Alarm.com’s new Wellness solution, unveiled recently at CES, may perform some of the same functions as a traditional PERS unit, but the solution has the unmistakable stamp of an Alarm.com offering.

The solution combines mobile notifications and sensors with the company’s home automation platform, a medley of functionalities that make it a unique contribution to the independent living product realm, which is fast becoming a widespread RMR-generating fixture in the industry.

That’s not to say Wellness doesn’t feature some of the typical trappings of more traditional PERS technology. The solution includes panic buttons, for instance.
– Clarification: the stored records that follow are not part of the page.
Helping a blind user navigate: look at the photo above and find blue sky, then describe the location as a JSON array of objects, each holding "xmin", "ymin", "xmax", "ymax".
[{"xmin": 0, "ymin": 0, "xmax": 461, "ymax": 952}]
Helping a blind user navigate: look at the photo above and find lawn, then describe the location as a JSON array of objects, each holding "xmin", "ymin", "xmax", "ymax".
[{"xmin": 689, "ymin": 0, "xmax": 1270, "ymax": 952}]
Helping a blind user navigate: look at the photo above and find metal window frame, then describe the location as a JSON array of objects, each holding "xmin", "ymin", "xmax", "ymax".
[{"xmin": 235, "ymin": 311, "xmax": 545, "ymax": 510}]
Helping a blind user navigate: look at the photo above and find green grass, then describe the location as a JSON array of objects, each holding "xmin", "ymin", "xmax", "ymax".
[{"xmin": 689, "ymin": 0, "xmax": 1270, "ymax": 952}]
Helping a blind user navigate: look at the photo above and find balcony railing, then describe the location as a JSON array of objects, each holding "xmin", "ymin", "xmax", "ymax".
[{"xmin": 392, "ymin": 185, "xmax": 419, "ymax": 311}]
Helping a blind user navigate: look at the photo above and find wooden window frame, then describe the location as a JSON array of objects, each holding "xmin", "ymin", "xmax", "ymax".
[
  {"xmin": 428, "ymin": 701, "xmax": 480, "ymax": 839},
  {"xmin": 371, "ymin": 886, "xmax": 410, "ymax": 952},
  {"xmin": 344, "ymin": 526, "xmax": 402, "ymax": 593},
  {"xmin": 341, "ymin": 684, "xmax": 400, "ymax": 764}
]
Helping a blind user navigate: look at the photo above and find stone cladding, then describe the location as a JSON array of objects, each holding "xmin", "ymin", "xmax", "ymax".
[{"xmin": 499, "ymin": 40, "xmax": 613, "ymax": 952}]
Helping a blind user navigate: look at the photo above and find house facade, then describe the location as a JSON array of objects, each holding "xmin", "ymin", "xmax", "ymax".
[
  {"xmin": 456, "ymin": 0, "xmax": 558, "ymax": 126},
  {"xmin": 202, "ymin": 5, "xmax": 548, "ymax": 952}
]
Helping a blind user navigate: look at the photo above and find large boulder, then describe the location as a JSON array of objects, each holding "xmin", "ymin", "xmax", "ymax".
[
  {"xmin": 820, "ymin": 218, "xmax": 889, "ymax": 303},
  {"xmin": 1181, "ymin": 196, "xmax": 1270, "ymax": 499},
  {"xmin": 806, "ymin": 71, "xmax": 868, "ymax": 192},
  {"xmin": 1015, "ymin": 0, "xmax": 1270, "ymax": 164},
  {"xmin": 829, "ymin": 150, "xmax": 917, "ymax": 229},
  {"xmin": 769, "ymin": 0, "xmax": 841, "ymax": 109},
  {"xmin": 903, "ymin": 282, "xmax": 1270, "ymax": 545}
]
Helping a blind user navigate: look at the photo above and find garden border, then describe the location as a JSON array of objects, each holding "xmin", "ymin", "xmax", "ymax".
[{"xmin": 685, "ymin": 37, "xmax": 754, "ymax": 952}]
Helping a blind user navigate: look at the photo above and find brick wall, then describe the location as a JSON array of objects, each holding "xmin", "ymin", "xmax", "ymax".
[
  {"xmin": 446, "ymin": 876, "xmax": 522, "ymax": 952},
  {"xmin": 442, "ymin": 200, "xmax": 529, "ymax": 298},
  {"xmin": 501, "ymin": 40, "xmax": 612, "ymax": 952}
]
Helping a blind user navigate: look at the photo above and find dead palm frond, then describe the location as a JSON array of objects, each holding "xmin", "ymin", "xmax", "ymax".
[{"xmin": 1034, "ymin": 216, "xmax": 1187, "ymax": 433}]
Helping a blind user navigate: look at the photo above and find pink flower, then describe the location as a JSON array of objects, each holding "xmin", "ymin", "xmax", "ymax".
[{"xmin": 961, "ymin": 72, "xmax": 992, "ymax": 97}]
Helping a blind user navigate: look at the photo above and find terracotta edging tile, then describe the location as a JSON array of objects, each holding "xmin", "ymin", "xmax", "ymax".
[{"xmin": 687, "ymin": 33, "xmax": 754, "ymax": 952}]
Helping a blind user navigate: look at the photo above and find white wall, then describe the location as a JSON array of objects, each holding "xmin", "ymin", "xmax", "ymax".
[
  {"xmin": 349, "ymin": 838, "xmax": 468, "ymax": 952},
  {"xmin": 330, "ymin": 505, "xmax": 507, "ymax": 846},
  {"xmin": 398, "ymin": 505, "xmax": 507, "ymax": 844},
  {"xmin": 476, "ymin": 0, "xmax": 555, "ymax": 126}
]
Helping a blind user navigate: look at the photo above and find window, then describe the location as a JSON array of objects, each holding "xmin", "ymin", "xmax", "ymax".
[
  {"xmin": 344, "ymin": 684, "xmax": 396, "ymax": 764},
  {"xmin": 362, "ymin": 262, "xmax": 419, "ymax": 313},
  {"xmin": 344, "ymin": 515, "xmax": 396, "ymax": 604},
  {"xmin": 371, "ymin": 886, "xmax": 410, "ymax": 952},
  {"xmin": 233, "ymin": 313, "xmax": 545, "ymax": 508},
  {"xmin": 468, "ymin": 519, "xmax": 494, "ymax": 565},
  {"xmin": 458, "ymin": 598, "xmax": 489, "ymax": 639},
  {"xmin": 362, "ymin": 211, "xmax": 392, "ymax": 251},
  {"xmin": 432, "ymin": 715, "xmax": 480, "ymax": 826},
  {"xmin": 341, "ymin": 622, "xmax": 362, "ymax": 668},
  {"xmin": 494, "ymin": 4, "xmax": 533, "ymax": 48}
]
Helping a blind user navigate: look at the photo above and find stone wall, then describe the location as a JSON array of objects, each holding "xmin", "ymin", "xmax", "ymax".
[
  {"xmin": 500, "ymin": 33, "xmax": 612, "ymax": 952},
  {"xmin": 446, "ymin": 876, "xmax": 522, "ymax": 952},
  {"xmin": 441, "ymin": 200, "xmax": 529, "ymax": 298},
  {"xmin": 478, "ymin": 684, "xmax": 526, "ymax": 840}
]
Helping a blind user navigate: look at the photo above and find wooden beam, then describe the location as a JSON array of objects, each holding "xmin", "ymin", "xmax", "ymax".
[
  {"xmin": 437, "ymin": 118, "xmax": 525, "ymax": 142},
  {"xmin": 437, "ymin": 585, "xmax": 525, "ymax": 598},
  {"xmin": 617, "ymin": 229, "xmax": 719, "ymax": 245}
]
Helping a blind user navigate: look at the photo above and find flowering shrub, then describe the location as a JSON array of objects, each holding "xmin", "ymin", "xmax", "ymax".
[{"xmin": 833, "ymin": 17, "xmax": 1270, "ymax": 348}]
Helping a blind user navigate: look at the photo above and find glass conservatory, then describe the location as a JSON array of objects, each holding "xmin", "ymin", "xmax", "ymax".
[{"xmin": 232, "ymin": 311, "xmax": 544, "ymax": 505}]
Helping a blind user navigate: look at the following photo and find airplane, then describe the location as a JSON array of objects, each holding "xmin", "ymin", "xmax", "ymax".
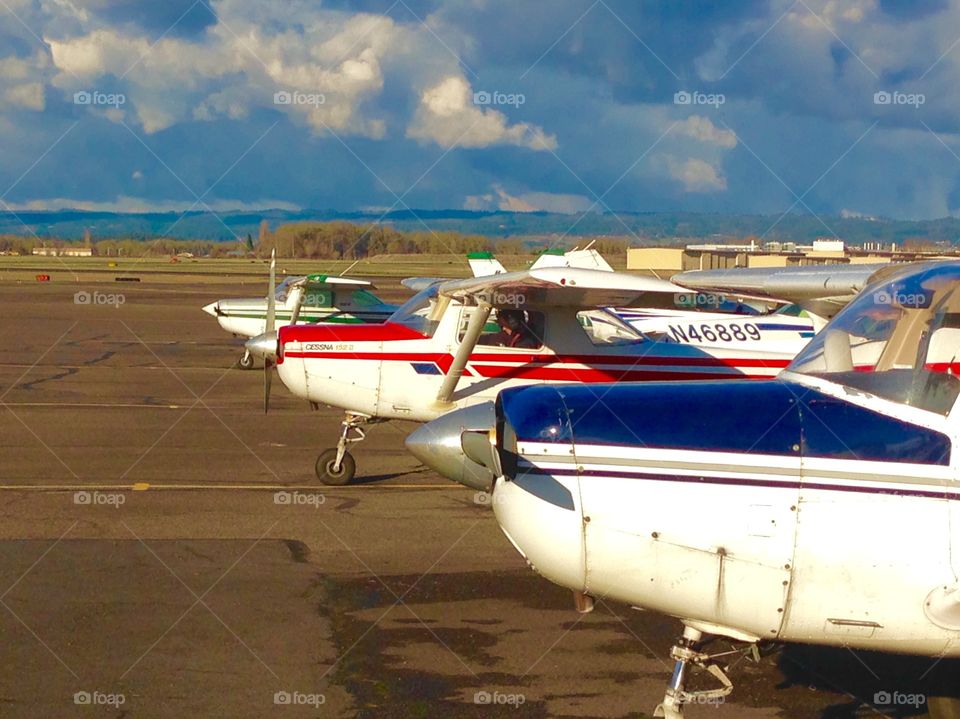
[
  {"xmin": 203, "ymin": 255, "xmax": 397, "ymax": 369},
  {"xmin": 438, "ymin": 242, "xmax": 820, "ymax": 358},
  {"xmin": 246, "ymin": 267, "xmax": 808, "ymax": 484},
  {"xmin": 411, "ymin": 262, "xmax": 960, "ymax": 719}
]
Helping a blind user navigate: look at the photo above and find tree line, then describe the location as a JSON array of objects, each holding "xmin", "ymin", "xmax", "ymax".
[{"xmin": 0, "ymin": 221, "xmax": 628, "ymax": 260}]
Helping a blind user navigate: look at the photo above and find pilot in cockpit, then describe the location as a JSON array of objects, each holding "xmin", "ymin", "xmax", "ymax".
[{"xmin": 478, "ymin": 310, "xmax": 541, "ymax": 349}]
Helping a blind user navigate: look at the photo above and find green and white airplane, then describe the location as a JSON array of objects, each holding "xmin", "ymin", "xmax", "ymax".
[{"xmin": 203, "ymin": 253, "xmax": 397, "ymax": 369}]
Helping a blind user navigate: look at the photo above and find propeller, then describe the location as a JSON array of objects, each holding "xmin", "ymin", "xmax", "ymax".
[
  {"xmin": 290, "ymin": 286, "xmax": 307, "ymax": 325},
  {"xmin": 244, "ymin": 250, "xmax": 306, "ymax": 414},
  {"xmin": 263, "ymin": 248, "xmax": 277, "ymax": 414}
]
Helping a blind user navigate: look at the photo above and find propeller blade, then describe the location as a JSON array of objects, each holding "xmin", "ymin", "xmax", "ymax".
[
  {"xmin": 263, "ymin": 249, "xmax": 277, "ymax": 332},
  {"xmin": 263, "ymin": 359, "xmax": 273, "ymax": 414},
  {"xmin": 290, "ymin": 287, "xmax": 307, "ymax": 325}
]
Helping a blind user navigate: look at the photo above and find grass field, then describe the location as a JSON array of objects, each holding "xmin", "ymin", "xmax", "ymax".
[{"xmin": 0, "ymin": 255, "xmax": 626, "ymax": 282}]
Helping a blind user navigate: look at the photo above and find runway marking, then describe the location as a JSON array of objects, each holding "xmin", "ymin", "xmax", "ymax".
[
  {"xmin": 0, "ymin": 482, "xmax": 459, "ymax": 492},
  {"xmin": 4, "ymin": 402, "xmax": 186, "ymax": 409}
]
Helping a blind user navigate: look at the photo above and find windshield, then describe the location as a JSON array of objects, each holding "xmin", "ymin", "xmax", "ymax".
[
  {"xmin": 387, "ymin": 285, "xmax": 443, "ymax": 337},
  {"xmin": 273, "ymin": 277, "xmax": 304, "ymax": 302},
  {"xmin": 577, "ymin": 309, "xmax": 646, "ymax": 346},
  {"xmin": 788, "ymin": 262, "xmax": 960, "ymax": 415}
]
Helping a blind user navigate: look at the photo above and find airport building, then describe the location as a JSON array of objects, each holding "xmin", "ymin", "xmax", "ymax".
[
  {"xmin": 33, "ymin": 247, "xmax": 93, "ymax": 257},
  {"xmin": 627, "ymin": 238, "xmax": 943, "ymax": 274}
]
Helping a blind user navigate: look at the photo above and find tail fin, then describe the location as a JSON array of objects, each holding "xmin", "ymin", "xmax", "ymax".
[{"xmin": 467, "ymin": 252, "xmax": 507, "ymax": 277}]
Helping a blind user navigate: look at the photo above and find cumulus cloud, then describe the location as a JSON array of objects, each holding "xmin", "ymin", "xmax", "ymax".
[
  {"xmin": 4, "ymin": 195, "xmax": 302, "ymax": 212},
  {"xmin": 46, "ymin": 2, "xmax": 406, "ymax": 138},
  {"xmin": 666, "ymin": 156, "xmax": 727, "ymax": 192},
  {"xmin": 463, "ymin": 185, "xmax": 593, "ymax": 214},
  {"xmin": 0, "ymin": 53, "xmax": 46, "ymax": 112},
  {"xmin": 676, "ymin": 115, "xmax": 737, "ymax": 149},
  {"xmin": 407, "ymin": 75, "xmax": 557, "ymax": 150}
]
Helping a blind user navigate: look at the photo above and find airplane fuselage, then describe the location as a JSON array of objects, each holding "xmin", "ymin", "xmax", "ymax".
[{"xmin": 277, "ymin": 306, "xmax": 793, "ymax": 421}]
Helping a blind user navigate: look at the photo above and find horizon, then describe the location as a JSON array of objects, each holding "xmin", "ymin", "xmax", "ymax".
[{"xmin": 0, "ymin": 0, "xmax": 960, "ymax": 236}]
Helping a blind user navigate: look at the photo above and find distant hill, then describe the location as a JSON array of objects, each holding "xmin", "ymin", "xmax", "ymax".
[{"xmin": 0, "ymin": 210, "xmax": 960, "ymax": 245}]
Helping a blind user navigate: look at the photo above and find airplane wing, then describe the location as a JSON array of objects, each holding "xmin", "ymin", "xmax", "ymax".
[
  {"xmin": 400, "ymin": 277, "xmax": 447, "ymax": 292},
  {"xmin": 530, "ymin": 248, "xmax": 613, "ymax": 272},
  {"xmin": 291, "ymin": 274, "xmax": 374, "ymax": 287},
  {"xmin": 670, "ymin": 263, "xmax": 903, "ymax": 318},
  {"xmin": 467, "ymin": 252, "xmax": 507, "ymax": 277},
  {"xmin": 439, "ymin": 267, "xmax": 690, "ymax": 309}
]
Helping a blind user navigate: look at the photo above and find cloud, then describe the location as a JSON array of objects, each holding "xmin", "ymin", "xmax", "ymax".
[
  {"xmin": 4, "ymin": 196, "xmax": 302, "ymax": 212},
  {"xmin": 46, "ymin": 1, "xmax": 404, "ymax": 138},
  {"xmin": 676, "ymin": 115, "xmax": 737, "ymax": 149},
  {"xmin": 666, "ymin": 156, "xmax": 727, "ymax": 192},
  {"xmin": 463, "ymin": 185, "xmax": 593, "ymax": 214},
  {"xmin": 0, "ymin": 53, "xmax": 46, "ymax": 112},
  {"xmin": 407, "ymin": 75, "xmax": 557, "ymax": 150}
]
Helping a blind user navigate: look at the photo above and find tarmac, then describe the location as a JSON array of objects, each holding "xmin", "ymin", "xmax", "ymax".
[{"xmin": 0, "ymin": 275, "xmax": 944, "ymax": 719}]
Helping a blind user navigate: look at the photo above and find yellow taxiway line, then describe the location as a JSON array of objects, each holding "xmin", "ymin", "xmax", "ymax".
[{"xmin": 0, "ymin": 482, "xmax": 457, "ymax": 492}]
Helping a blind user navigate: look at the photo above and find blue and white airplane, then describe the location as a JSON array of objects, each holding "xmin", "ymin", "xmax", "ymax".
[{"xmin": 412, "ymin": 262, "xmax": 960, "ymax": 719}]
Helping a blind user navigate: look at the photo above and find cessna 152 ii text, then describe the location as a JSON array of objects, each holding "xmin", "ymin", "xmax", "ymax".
[
  {"xmin": 247, "ymin": 267, "xmax": 808, "ymax": 484},
  {"xmin": 420, "ymin": 262, "xmax": 960, "ymax": 719}
]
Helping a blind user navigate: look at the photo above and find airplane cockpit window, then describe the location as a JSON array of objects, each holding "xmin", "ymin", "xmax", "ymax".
[
  {"xmin": 273, "ymin": 277, "xmax": 304, "ymax": 302},
  {"xmin": 350, "ymin": 290, "xmax": 383, "ymax": 307},
  {"xmin": 468, "ymin": 307, "xmax": 545, "ymax": 350},
  {"xmin": 788, "ymin": 263, "xmax": 960, "ymax": 415},
  {"xmin": 303, "ymin": 285, "xmax": 333, "ymax": 307},
  {"xmin": 770, "ymin": 305, "xmax": 810, "ymax": 317},
  {"xmin": 577, "ymin": 309, "xmax": 646, "ymax": 347},
  {"xmin": 387, "ymin": 285, "xmax": 447, "ymax": 337}
]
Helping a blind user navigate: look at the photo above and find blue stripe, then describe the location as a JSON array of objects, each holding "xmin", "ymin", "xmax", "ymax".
[
  {"xmin": 498, "ymin": 380, "xmax": 951, "ymax": 466},
  {"xmin": 754, "ymin": 322, "xmax": 813, "ymax": 337}
]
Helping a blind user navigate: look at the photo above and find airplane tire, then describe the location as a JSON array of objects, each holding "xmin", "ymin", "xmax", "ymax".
[
  {"xmin": 927, "ymin": 696, "xmax": 960, "ymax": 719},
  {"xmin": 317, "ymin": 448, "xmax": 357, "ymax": 486}
]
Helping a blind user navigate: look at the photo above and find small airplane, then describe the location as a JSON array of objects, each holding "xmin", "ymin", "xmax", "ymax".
[
  {"xmin": 246, "ymin": 267, "xmax": 793, "ymax": 484},
  {"xmin": 203, "ymin": 255, "xmax": 397, "ymax": 369},
  {"xmin": 418, "ymin": 262, "xmax": 960, "ymax": 719}
]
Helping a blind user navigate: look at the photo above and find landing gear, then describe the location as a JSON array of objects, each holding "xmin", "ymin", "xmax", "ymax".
[
  {"xmin": 317, "ymin": 412, "xmax": 370, "ymax": 485},
  {"xmin": 653, "ymin": 626, "xmax": 733, "ymax": 719}
]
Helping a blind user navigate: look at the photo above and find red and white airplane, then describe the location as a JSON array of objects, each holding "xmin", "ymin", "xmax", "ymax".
[{"xmin": 247, "ymin": 267, "xmax": 793, "ymax": 486}]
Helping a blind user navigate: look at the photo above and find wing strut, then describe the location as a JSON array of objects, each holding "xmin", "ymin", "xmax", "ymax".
[{"xmin": 437, "ymin": 302, "xmax": 493, "ymax": 402}]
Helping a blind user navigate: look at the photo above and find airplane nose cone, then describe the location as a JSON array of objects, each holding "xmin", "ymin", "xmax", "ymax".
[
  {"xmin": 243, "ymin": 332, "xmax": 277, "ymax": 360},
  {"xmin": 405, "ymin": 402, "xmax": 496, "ymax": 491}
]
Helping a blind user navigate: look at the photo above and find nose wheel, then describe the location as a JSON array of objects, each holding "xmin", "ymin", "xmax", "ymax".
[
  {"xmin": 653, "ymin": 627, "xmax": 733, "ymax": 719},
  {"xmin": 316, "ymin": 412, "xmax": 370, "ymax": 486}
]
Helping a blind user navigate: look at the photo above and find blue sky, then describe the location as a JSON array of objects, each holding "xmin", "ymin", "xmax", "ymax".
[{"xmin": 0, "ymin": 0, "xmax": 960, "ymax": 218}]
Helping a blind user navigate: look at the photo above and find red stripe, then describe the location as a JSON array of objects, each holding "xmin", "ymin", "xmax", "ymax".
[
  {"xmin": 280, "ymin": 322, "xmax": 426, "ymax": 344},
  {"xmin": 284, "ymin": 350, "xmax": 790, "ymax": 371}
]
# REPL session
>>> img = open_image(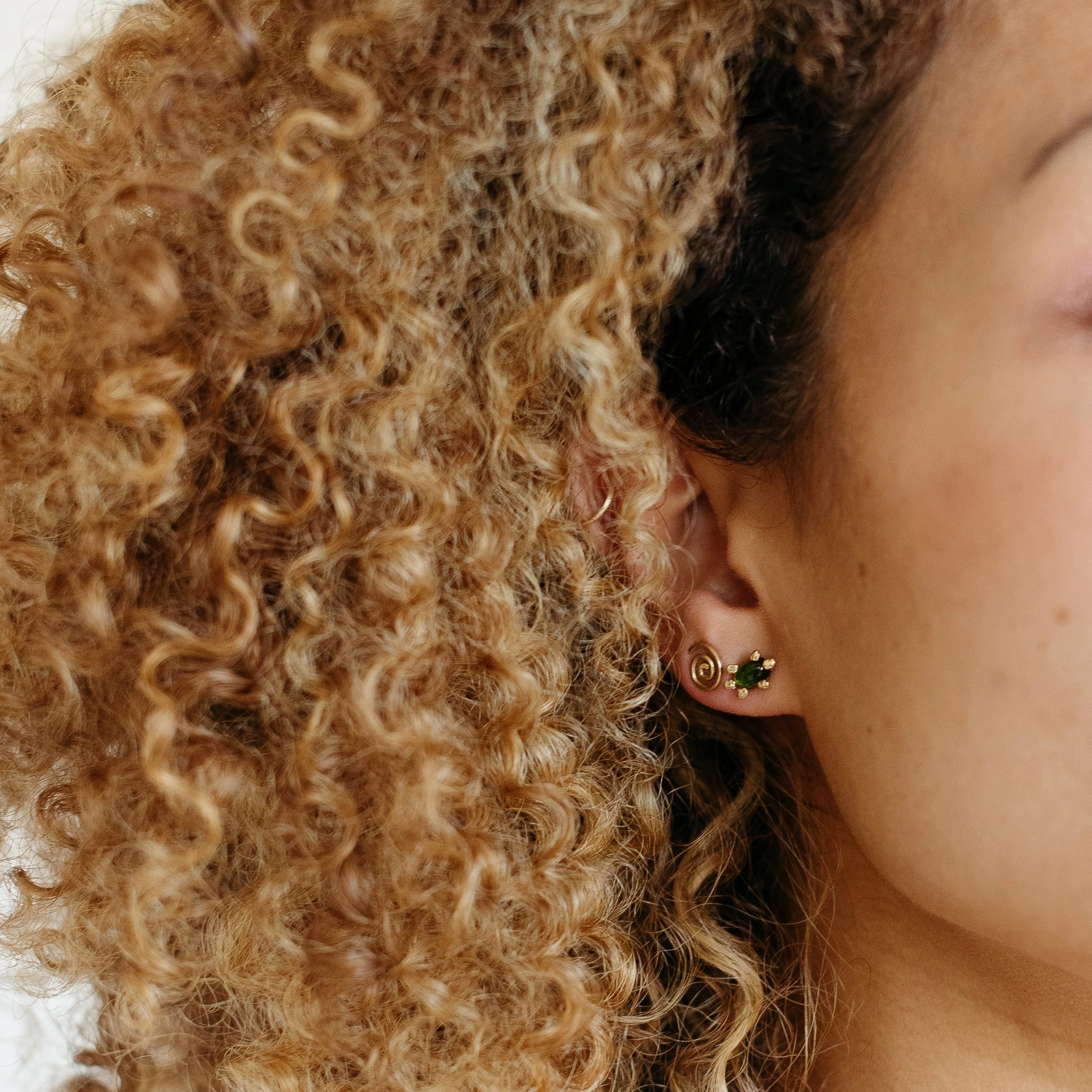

But how the offering differs from traditional PERS units in some ways parallels how Alarm.com initially distinguished itself as a company in the residential security space—through its automation functions. Through a network of sensors, the solution can automatically detect unusual information and send mobile notifications to caregivers.  

Since Wellness is fully integrated with the company’s home automation, energy management and security services, the offering essentially slots in as another component of the broader ecosystem of a connected home. Another neat wrinkle to the offering, and one that maybe shouldn’t be surprising given the overarching design of the solution, is that it enables caregivers to adjust household devices like thermostats remotely.

It’s hard to think of a product perfectly analogous to this elsewhere in the industry, though that doesn’t mean there’s not one, or at least something similar in scope and breadth. In the coming days, once CES is in the rearview mirror, I plan to speak to Alison Slavin, VP of product management at Alarm.com, to find out more about how this product puts a new spin on the PERS space, as well as what the future holds for the company in that market.